William Shakespeare has had millions of supporters and fans around the globe for centuries, but one of the most iconic during the 1960s must surely have been Jacqueline Kennedy, the First Lady of the United States. Mrs Kennedy was President of the 1964 American Shakespeare Committee which was set up to lead the American celebrations of the 400th anniversary of his birth.
She is known to have brought Shakespeare into the White House, organising an evening of performances by actors from the American Shakespeare Festival Theatre of Stratford, Connecticut to follow a state dinner, and on another occasion asking actor Basil Rathbone to recite the St Crispin’s day speech from Henry V at a dinner for Nobel prize winners.
Mrs Kennedy actually contacted the Shakespeare Birthplace Trust (through the Hon. Eugene Black, the American Shakespeare Committee Chairman) and asked if it would be possible to attend the 400th anniversary celebrations in Stratford-upon-Avon.

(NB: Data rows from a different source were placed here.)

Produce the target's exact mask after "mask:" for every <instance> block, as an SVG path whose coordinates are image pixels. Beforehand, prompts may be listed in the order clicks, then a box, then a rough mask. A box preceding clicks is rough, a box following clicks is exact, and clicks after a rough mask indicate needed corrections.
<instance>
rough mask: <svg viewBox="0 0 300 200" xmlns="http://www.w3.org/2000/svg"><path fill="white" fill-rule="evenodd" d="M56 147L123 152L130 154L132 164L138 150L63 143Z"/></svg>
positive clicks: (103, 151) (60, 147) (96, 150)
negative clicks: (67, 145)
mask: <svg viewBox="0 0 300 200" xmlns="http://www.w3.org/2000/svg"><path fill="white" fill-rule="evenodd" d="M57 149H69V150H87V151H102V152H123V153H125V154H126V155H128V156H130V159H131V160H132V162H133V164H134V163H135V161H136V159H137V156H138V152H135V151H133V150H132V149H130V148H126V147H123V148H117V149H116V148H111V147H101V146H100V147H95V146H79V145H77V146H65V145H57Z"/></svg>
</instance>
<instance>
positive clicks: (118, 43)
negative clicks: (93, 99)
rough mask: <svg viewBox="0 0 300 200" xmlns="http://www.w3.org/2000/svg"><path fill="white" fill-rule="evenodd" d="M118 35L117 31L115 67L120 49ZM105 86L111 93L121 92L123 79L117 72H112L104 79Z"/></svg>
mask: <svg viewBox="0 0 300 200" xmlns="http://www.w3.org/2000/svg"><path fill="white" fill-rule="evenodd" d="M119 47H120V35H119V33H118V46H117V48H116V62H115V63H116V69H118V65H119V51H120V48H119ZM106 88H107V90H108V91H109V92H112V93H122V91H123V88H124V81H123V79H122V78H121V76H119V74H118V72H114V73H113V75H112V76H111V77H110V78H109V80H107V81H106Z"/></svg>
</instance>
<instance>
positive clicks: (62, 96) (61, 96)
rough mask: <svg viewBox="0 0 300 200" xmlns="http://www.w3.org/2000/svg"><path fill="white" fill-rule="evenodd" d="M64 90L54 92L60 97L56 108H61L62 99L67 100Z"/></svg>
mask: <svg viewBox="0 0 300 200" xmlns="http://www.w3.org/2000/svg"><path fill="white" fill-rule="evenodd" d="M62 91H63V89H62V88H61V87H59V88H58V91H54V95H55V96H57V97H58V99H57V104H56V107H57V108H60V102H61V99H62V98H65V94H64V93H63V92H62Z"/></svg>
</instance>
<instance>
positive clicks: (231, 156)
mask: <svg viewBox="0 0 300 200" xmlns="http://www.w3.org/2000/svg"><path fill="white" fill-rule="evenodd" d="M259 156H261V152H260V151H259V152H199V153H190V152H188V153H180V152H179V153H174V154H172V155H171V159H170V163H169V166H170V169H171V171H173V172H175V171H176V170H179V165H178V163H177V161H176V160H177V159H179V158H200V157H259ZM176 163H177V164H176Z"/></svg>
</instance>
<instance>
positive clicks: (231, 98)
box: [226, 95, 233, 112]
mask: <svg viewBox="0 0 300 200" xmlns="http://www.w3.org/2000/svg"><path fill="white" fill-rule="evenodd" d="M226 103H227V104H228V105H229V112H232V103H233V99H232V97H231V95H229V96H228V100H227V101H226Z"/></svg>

President John F Kennedy (also a Shakespeare fan) approved of the projected visit and in autumn 1963 planning began, to the great excitement of those at the Trust.
But the visit was not to be. On 22nd November 1963 President Kennedy was tragically assassinated while sitting beside his wife in an open top motorcade. His death reverberated around the world and, understandably, Mrs Kennedy wasn’t able to travel to Stratford for her planned trip. Eugene Black sent a telegram explaining that she was not undertaking any public appearances for a period of one year. Eugene himself did attend the Stratford celebrations and officially opened the new Shakespeare Centre in April 1964.